Nothing in claimant's papers suggests that her accident is at all related to the State's §39-b.2 responsibilities. Rather, she alleges that her hand was injured when an elevator door suddenly shut. In sum, claimant fails to meet the standard set forth in Matter of Santana v New York State Thruway Authority, 92 Misc 2d 1, 11, 399 NYS2d 395, 402-03 (Ct Cl 1977) for the appearance of merit: (i) the claim "must not be patently groundless, frivolous or legally defective" and (ii) upon consideration of the entire record, including the proposed claim and any exhibits or affidavits, "there is reasonable cause to believe that a valid cause of action exists."

For the foregoing reasons, having reviewed the submissions,[2] IT IS ORDERED that motion no.
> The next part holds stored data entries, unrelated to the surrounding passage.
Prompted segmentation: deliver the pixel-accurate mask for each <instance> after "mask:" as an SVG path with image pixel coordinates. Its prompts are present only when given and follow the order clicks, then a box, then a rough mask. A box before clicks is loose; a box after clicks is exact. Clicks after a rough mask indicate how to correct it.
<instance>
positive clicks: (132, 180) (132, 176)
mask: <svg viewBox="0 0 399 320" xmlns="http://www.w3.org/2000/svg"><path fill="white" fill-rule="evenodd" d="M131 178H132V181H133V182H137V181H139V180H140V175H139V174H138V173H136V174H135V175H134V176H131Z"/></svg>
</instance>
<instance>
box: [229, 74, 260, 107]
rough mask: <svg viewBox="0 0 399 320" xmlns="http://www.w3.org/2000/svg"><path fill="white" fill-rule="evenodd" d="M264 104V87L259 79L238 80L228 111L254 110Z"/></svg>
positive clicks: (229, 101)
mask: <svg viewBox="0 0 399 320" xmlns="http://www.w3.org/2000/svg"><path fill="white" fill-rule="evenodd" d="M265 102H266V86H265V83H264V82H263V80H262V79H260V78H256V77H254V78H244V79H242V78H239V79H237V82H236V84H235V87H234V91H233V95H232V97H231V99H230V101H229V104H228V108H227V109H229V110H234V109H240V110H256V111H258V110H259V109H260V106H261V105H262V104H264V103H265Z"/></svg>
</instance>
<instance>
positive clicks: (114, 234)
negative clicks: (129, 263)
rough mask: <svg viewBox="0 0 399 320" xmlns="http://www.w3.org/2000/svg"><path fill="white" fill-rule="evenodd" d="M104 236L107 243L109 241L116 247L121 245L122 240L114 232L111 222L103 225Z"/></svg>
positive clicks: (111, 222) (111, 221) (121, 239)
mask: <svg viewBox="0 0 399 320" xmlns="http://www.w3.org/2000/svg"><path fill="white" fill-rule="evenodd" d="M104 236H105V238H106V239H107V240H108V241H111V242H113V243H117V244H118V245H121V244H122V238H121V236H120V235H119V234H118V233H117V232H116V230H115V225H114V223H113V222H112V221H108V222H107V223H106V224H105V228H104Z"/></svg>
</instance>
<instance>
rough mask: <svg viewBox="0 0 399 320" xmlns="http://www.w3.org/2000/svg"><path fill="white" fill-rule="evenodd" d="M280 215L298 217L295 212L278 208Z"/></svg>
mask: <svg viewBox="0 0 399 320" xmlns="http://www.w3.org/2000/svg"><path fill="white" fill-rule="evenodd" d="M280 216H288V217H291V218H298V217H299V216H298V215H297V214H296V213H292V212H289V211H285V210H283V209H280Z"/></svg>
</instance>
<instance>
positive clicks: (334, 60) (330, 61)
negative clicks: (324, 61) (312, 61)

M-68910 be granted and claim no. 108994 be dismissed. IT IS FURTHER ORDERED that cross-motion no. CM-69121 be denied.


December 10, 2004
New York, New York

HON. ALAN C. MARIN
Judge of the Court of Claims




  1. [1]See Bay Terrace Coop. Section IV, Inc. v New York State Employees' Retirement Sys. Policemen's and Firemen's Retirement Sys., 55 NY2d 979, 449 NYS2d 185 (1982); Scarver v State of New York, 233 AD2d 858, 649 NYS2d 280 (4th Dept 1996).
  2. [2]The following were reviewed: the Court's Order to Show Cause on motion no. m-68910; claimant's notice of cross-motion no. CM-69121with affirmation in opposition to Order to Show Cause and in support of cross-motion and exhibits 1-9; and defendant's affirmation in response to Order to Show Cause and in opposition to cross-motion.